We have a DM368 IPNC based camera design, with Appro’s 3.012 release which is based on MontaVista Pro 5 / Linux 2.6.18
- A production lot built with Samsung Nand K9F1G08U0D-SCB0 seems to be ok
- A production lot built with Micron Nand mt29f2g08abaeawp-it worked fine initially but after a number of months there seems to have a high incidence of errors preventing bootup
- If we check the console, usually there is an error message from SquashFS about a specific block. Each board with this issue reports a different block, but for a given board the error is consistent.
-
If we use uBoot commands to read the data from NAND to RAM and then write it back to NAND, the error disappears
- This happens with boards that were powered up and working continuously for months, as well as boards that were never powered up after successful initial programming and test. So the issue is not due to spurious writes corrupting the NAND, and even if there were any spurious writes, then the NAND data would be altered in a way that the simple reading and re-writing under uBoot wouldn't be able to fix it.

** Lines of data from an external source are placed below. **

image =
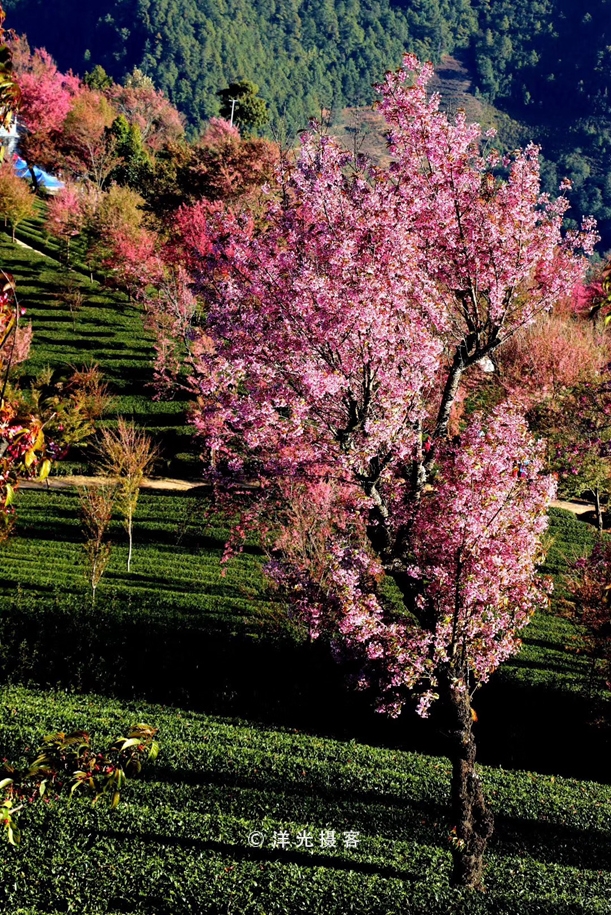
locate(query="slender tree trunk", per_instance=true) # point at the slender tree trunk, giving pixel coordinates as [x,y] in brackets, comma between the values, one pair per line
[599,513]
[129,534]
[472,821]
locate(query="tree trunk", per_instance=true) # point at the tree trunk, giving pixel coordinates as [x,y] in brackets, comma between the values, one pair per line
[131,542]
[472,822]
[599,513]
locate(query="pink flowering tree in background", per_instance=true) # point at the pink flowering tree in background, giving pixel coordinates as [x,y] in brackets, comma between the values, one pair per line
[339,330]
[47,95]
[148,109]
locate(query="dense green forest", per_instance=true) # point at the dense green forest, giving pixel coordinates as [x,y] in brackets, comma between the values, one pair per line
[303,54]
[546,62]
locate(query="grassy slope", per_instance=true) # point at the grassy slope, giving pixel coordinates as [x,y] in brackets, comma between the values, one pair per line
[179,843]
[182,836]
[109,332]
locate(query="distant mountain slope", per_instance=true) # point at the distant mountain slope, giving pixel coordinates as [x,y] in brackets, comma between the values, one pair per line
[304,54]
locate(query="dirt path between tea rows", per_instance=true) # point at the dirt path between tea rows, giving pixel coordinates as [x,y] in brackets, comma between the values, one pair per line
[167,484]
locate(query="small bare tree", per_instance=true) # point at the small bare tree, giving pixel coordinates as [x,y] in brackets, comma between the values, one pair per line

- This happens with boards that had bad blocks in the original bad block table, and boards that had no bad blocks in the factory bad block table.
Based on the above facts, I am guessing that there is some ECC error correction happening when uBoot reads the NAND, but not happening when the Kernel loads the SquashFS. Has anyone encountered this before ?
I understand that file systems other than SquashFS have more redundancy. My issue is not with SquashFS, but with making sure that the errors are corrected long before the file system sees them
I was under the impression that the listed Samsung and Micron NANDs are both ok. Is there possibly a subtle timing or operation difference ?
I am aware of the update to UBL to fix an ECC issue, and our UBL has that already. Evidently the problem is not in UBL or uBoot but in the Kernel.
I am also aware that there are newer versions of the Appro release, with newer Kernel, however that would mean a lot of changes for us, which might introduce new problems.
Thanks for any help or insights.